Part1-Python Programming
Multiple Linear Regression Analysis
1) Download the file ‘bmi’ in the homework folder of the Course Blackboard
Read in the file and display the first 5 observations
2) Draw the histograms and pairwise scatter plots of all numeric columns using seaborn pairplot.
3) Check the pairwise correlation coefficients between variables. Interpret the result and state which variables have significant linear relationships with ‘BodyFatSiriEqu’.
4) Use ‘BodyFatSiriEqu’ as output variable and all other columns as input variables to
develop a regression model. Write the regression model equation.
5) Identify all significant coefficients of predictors at α=0.05 level using t-tests.
6) Interpret the meaning of coefficients. Compare and interpret the regression model to the result of the pairwise correlation coefficients in (c).

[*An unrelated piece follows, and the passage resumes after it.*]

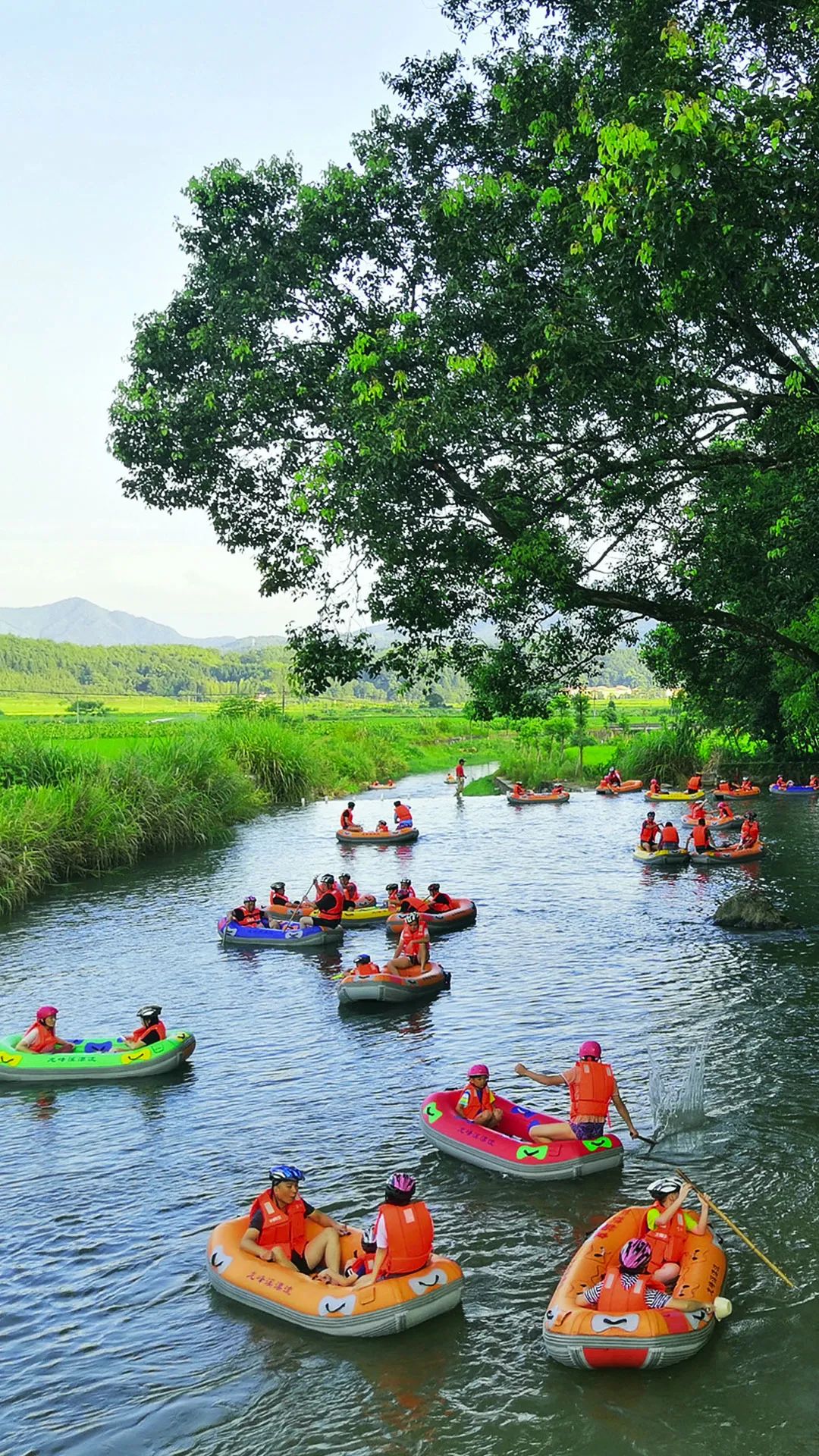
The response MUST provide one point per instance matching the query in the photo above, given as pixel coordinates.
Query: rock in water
(751, 910)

7) Remove insignificant predictors from (e) and develop a regression model with
remaining significant input variables. Write the regression model equation. Compare
and interpret the regression models from (d) and (f)
8) Test the overall model using F-test of the regression output in (f). Interpret the result of the test.
9) State the goodness-of-fit of the regression model
10) Draw the residual plots against each significant predictor, and output variable.
Interpret the results of the plots.
11) Describe any problem or issue of the above regression model and explain how to improve the regression model.